Motion sensors in laptops are not new, IBM’s Thinkpads had several series that utilized it. But what is new is the ability to program the sensors to do some cool things. Apple’s Sudden Motion Sensor in the new PowerBooks detect strong vibrations or sudden motion and park the drives. Now the sensor can detect the angle of the PowerBook and the velocity of the movement. This makes for a hacker’s delight.

Enterprising hackers have discovered that because the new motion sensor returns reasonably accurate measurements to Mac OS X, it can be used to do some cool tricks, from realigning an image in a window so it always points up, no matter what angle you hold the laptop at, to controlling what’s playing in iTunes — rock the machine backward to go to the next track, forward to play the previous one. 

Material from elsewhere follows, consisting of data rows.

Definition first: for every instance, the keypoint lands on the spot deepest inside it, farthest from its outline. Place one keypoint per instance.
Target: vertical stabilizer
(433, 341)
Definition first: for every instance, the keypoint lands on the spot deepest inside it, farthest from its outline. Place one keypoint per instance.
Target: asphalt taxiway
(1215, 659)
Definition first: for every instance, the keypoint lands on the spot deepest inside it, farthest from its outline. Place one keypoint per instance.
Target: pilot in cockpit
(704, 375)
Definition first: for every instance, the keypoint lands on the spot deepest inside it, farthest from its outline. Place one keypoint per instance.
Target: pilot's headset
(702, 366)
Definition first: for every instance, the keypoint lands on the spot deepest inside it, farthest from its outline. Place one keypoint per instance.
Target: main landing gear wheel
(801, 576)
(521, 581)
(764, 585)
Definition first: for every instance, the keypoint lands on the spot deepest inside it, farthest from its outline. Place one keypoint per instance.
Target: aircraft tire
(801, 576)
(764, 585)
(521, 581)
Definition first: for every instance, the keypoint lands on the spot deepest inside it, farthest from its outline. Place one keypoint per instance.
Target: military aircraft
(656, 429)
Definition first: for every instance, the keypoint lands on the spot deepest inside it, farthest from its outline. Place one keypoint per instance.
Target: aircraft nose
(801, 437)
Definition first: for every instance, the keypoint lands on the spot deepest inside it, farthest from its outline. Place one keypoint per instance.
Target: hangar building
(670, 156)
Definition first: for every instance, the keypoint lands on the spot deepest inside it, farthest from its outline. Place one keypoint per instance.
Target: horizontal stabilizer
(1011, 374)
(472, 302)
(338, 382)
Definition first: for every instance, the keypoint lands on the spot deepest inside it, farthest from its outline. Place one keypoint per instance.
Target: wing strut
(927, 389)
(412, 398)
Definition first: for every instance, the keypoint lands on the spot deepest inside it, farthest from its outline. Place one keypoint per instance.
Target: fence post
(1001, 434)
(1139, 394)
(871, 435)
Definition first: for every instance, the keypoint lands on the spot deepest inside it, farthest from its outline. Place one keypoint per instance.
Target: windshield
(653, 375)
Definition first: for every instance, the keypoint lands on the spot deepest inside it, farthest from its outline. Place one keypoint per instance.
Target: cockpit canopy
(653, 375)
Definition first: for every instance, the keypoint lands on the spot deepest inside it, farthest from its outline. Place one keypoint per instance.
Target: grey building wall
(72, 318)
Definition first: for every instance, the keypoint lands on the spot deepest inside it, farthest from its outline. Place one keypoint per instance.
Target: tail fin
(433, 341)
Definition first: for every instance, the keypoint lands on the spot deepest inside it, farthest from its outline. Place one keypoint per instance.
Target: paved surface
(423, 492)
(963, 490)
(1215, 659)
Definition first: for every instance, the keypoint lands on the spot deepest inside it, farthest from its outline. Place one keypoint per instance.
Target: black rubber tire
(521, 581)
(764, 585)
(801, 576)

Amit Singh, the researcher whose work has sparked a wave of small yet useful tilt-sensitive programs, discovered the motion sensor when working on a book about the internals of OS X, and was immediately struck by its potential… One of the first programs to utilize Singh’s work was Bubblegym, a game written by Peter Berglund. Berglund’s reaction when seeing the code that Singh had produced was typical of many coders working on tilt-sensitive projects: “I thought it was amazing — I got the same feeling of awe as the first time I saw a color screen and the first time I saw a QuickTime clip,” he said. Out of this evolved Bubblegym, which Berglund believes is the first tilt-sensitive game for a computer. Berglund’s work earned praise from Apple co-founder Steve Wozniak, who wrote a personal e-mail of congratulations — something that Berglund described as “a cooler thing than any game or technology itself.”